After the first panic has worn off, the group realizes that they can't leave the studio anymore. Every door and window has been barricaded so successfully it just won't open at all. Even when our heroes manage to find a window they can open, they are harassed by an acidic fog that seems to surround the whole building and makes it impossible for them to leave. But the unnatural fog isn't the worst problem they encounter: there are also three-clawed creatures living in mirrors, what looks like space zombies to me, dinosaurs, a mad man in rags and particularly large cockroaches living in the building, and all of them are quite hungry for tasty human flesh.
Obviously, there will also be bickering and shouting and the sudden cooing of love birds. The only chance for the group's survival are the old subway tunnels below the building, but reaching them won't be easy.
As some of you will have already realized, Timesweep, directed by the wonderfully named Dan Diefenderfer, is a prime example of the "people running through a badly lit warehouse and/or corridors"-horror-subgenre. Unlike lesser examples of the species, Timesweep takes place exclusively in a warehouse/empty industrial building/improbably characterless set, with nary a glimpse of sunlight or even pretend-studio-sunlight. The quota of running around in the dark and screaming is filled with true panache, giving a middling cast that is much too large to be good for anything else at least something to do.

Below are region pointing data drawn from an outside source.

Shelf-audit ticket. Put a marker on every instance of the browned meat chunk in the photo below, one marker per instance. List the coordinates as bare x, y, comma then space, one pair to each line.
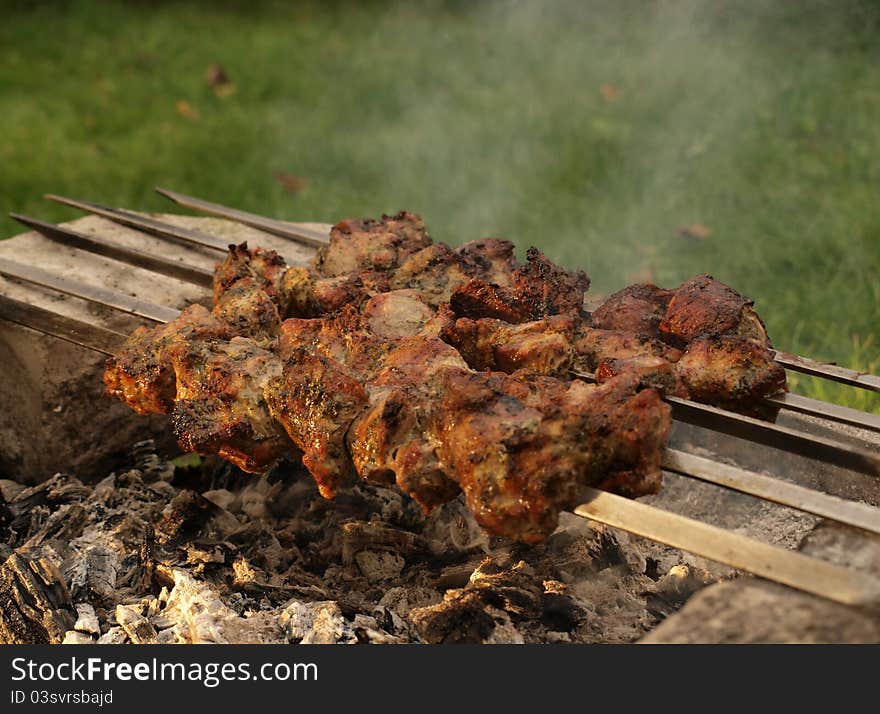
220, 407
264, 267
538, 288
704, 306
543, 346
249, 310
141, 374
731, 372
637, 308
315, 401
592, 346
654, 372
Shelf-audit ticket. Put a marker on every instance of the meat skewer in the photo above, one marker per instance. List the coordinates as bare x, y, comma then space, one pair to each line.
814, 447
833, 582
788, 360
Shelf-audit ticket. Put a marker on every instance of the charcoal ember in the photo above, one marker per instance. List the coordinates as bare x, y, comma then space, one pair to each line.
195, 613
317, 623
367, 630
92, 572
31, 506
35, 604
190, 515
561, 609
494, 598
113, 636
62, 525
138, 628
379, 565
73, 637
374, 536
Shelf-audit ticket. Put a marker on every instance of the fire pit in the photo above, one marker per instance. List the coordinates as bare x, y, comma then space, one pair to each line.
122, 545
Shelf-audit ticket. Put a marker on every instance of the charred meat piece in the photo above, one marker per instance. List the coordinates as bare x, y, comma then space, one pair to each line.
732, 372
391, 440
366, 245
489, 259
520, 447
592, 346
704, 306
219, 407
543, 346
315, 401
537, 289
637, 308
650, 372
264, 267
141, 374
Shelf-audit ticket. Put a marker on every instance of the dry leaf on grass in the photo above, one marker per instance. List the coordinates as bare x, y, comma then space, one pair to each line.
186, 110
289, 182
609, 93
218, 80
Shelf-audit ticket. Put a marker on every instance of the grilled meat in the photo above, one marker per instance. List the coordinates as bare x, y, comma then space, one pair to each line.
264, 267
543, 346
537, 289
315, 400
443, 371
219, 406
730, 371
371, 245
637, 308
704, 307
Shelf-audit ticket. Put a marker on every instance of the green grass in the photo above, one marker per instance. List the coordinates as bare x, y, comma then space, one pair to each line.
759, 120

Still, I kinda approve of Diefenderfer's work here. Sure, there's not much of a plot, what there is of one is told in a way so roundabout as to be nearly impenetrable, and the explanation for everything that's happening is some complete nonsense about time shifts that makes Erich von Däniken sound rational. However, Diefenderfer is not a friend of filler. Quite the opposite, the director uses every second of his film to show us not only people running and screaming, but has imagined some entertaining things for them to run away from, effectively creating the illusion of a movie in which a lot is happening even though there in fact is not through the awesome power of dinosaurs, space zombies, and other fan favourites. The film has an air of innocent enthusiasm for these probably (I wouldn't know for sure, obviously) very childish elements that makes it impossible for me to dislike it.
As a bonus, Timesweep even includes a funny bit of bad gore now and then, and has a little running gag about the lost London After Midnight that actually made me smile.
I suppose quite a few people will think Timesweep to be irredeemable crap - and they might even be right about it - but it's irredeemable crap whose heart is in the right place (that is, where space zombies and dinosaurs dwell).